In 1957, King and other southern black ministers founded the Southern Christian Leadership Conference (SCLC) of which he was elected president. Their goal was to carry out nonviolent resistance to unjust laws. The ideals of this organization came from Christianity; the operational methods from Gandhi. “Let nobody pull you so low as to hate them”,  was the important message that King gave to his followers.

In 1959, King visited Gandhi and his family in India to further explore the nonviolent protest strategies. This visit deeply affected him and made him more strongly committed to the civil rights movement.

Later that year, Martin Luther King, Jr. resigned from Dexter Church and became co-pastor at the church of his father in Atlanta. During that time he concentrated on demonstrations in cities like Birmingham, Alabama (1963), St. Augustine, Florida (1964), and Selma, Alabama (1965) for basic civil rights, right to vote labor rights and desegregation. The non violent protest actions attracted the attention of the media and reached newspaper headlines throughout the world. They evoked public sympathy and civil rights became the most important political issue in the 1960’s.

The march on Washington for Jobs and Freedom, in 1963, is the place where King held his famous “I have a dream” speech in front of 250.000 protestors.

 In 1963, King was elected ‘Man of the Year’ by Time magazine and in 1964, he received the Nobel prize for peace at only 35 years old, which made him the youngest man to receive a Nobel prize. The prize money of $50,123 went to the civil rights movement.

However, besides success, Martin Luther King, Jr. also encountered a lot of opposition. The civil rights movement became more radicalized and King’s message of peaceful protest was not shared by many young African Americans, who tended to follow Malcolm X, a member of Nation of Islam, or the Black Muslims. Also, the FBI tried to undermine his leadership because of  his criticism on the Vietnam War. King called the U.S. government "the greatest purveyor of violence in the world today” which led to tensions between him and the Lyndon Johnson administration.

In 1967, King decided to start a campaign, the Poor People’s Campaign, to confront economical issues that had not yet been addressed during the civil rights movement.
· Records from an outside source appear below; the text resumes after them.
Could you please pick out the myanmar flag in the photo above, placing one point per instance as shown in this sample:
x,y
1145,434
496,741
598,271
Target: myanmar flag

The organization demanded aid for the poorest communities in the United States and a bill that obliged the government to provide job programs to reconstruct society.

On April 3, 1968, King showed support to a protest march of African American garbage workers in Memphis Tennessee who were striking for higher wages and better treatment.

On the evening of April 4, 1968, Martin Luther King, Jr. was assassinated on the balcony of his motel at the age of 39. His death caused riots nationwide and President Johnson called for a national day of grieve on April 7.

Today, Martin Luther King is, for some, an example of great leadership and an inspiration for nonviolent protests, for others he is a militant who tried to bring about political and social change with his rebel views.